Villanova University in Villanova, Pa., has reached a tentative agreement to buy the nearby campus of the cash-strapped Cabrini University, which will close at the end of the next academic year in June 2024.
The Philadelphia Inquirer reports that Cabrini, a 66-year-old Catholic institution in Radnor, Pa., had been exploring partnerships and merger possibilities. But with a deficit that had grown to more than $10 million (its budget is about $45 million), Cabrini President Helen Drinan said closure was the path the school needed to take.
Villanova, also a Catholic institution, hasn’t decided what it will do with the 112-acre Cabrini campus, which is about two miles away in Radnor. The Rev. Peter M. Donohue, Villanova’s president, said it will continue to be known as Villanova’s Cabrini campus as a way to preserve the school’s legacy.
For the next academic year, Cabrini will continue to operate as usual, and Villanova will provide support as needed, Drinan said. Cabrini has about 1,200 undergraduates and 300 graduate students.

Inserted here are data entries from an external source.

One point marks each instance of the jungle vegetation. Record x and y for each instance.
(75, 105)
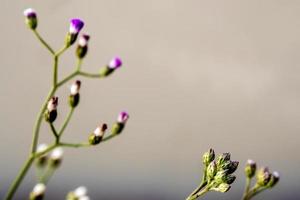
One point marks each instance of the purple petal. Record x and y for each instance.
(76, 25)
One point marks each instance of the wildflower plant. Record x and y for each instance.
(217, 174)
(48, 158)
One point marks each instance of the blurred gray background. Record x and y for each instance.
(197, 74)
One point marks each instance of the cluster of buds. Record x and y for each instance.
(75, 27)
(74, 96)
(219, 172)
(114, 64)
(79, 193)
(51, 112)
(119, 125)
(97, 136)
(38, 192)
(31, 18)
(82, 47)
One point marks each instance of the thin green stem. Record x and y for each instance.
(56, 135)
(66, 122)
(43, 42)
(90, 75)
(74, 145)
(19, 178)
(37, 126)
(247, 188)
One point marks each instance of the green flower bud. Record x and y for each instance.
(223, 187)
(38, 192)
(211, 170)
(208, 157)
(274, 179)
(222, 159)
(263, 176)
(250, 168)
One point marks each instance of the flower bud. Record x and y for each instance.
(31, 18)
(222, 159)
(97, 136)
(41, 161)
(250, 168)
(118, 127)
(263, 176)
(75, 96)
(51, 112)
(75, 26)
(114, 64)
(220, 176)
(38, 192)
(56, 157)
(211, 170)
(223, 187)
(208, 157)
(82, 47)
(274, 179)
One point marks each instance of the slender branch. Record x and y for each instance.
(247, 188)
(39, 120)
(66, 122)
(74, 145)
(43, 42)
(90, 75)
(56, 135)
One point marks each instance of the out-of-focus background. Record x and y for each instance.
(197, 74)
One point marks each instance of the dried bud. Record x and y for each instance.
(114, 64)
(75, 96)
(118, 127)
(41, 161)
(38, 192)
(208, 157)
(82, 47)
(211, 170)
(250, 168)
(75, 26)
(222, 159)
(263, 176)
(223, 187)
(274, 179)
(97, 136)
(51, 112)
(56, 157)
(31, 18)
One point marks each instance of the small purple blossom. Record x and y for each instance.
(30, 13)
(115, 63)
(123, 117)
(75, 26)
(83, 40)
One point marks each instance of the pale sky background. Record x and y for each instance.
(197, 74)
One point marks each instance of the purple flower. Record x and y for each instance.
(75, 26)
(115, 63)
(83, 40)
(123, 117)
(30, 13)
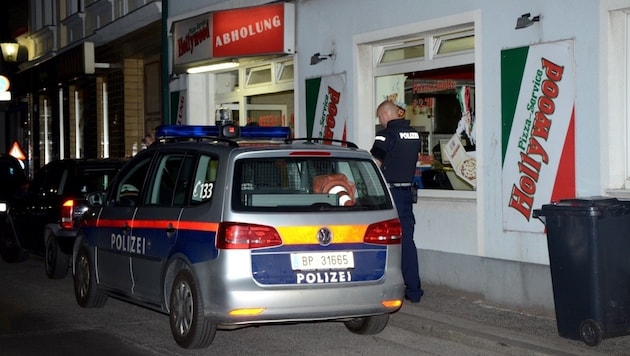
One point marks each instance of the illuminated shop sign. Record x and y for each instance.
(538, 105)
(5, 84)
(268, 29)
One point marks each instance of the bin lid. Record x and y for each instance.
(592, 206)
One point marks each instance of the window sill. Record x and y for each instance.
(451, 194)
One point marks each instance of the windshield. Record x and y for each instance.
(308, 183)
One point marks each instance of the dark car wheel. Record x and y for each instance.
(86, 291)
(369, 325)
(10, 250)
(189, 327)
(56, 262)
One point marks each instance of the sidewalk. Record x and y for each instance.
(458, 316)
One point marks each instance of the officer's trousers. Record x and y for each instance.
(411, 275)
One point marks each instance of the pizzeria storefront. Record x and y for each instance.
(238, 59)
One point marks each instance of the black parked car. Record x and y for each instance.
(12, 176)
(44, 219)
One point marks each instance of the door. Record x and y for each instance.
(114, 239)
(155, 225)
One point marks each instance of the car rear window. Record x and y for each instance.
(308, 184)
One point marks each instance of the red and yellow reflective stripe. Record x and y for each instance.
(160, 224)
(294, 235)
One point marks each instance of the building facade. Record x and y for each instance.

Drinan says Cabrini has made arrangements with three other local colleges — Holy Family University in Philadelphia, Gwynedd Mercy University in Gwynedd Valley, and Eastern University in St. Davids — to help ease transfers so that students can carry over all their credits. Villanova also will be open to transfers, Donohue said. But Villanova’s tuition is nearly twice as much as Cabrini’s.
Cabrini will help the university’s several hundred employees look for new jobs, Drinan said. Villanova, which employs about 3,000 and recently had more than 90 openings, has committed to helping employ some Cabrini staff.
Cabrini was founded in 1957 by the Missionary Sisters of the Sacred Heart of Jesus, the religious order of the college’s namesake, Saint Frances Xavier Cabrini. It has had a focus on social justice learning throughout its history.
Originally a college, it became a university in 2016.
Cabrini’s financial problems have been building over the years. Standard & Poor’s downgraded Cabrini’s credit rating last year. At that time, the school was facing a $5 million to $6 million deficit, and enrollment had fallen about 36% since 2016-17, when 2,360 students were enrolled.
The financial picture at Villanova is much different. Unlike many of the region’s smaller Catholic universities, Villanova’s undergraduate enrollment has been steady over the last five years. For the school year that just ended, Villanova, which has a 260-acre campus, had 6,752 full-time undergraduates.
Moody’s Investors Service upgraded Villanova’s credit rating in February 2022.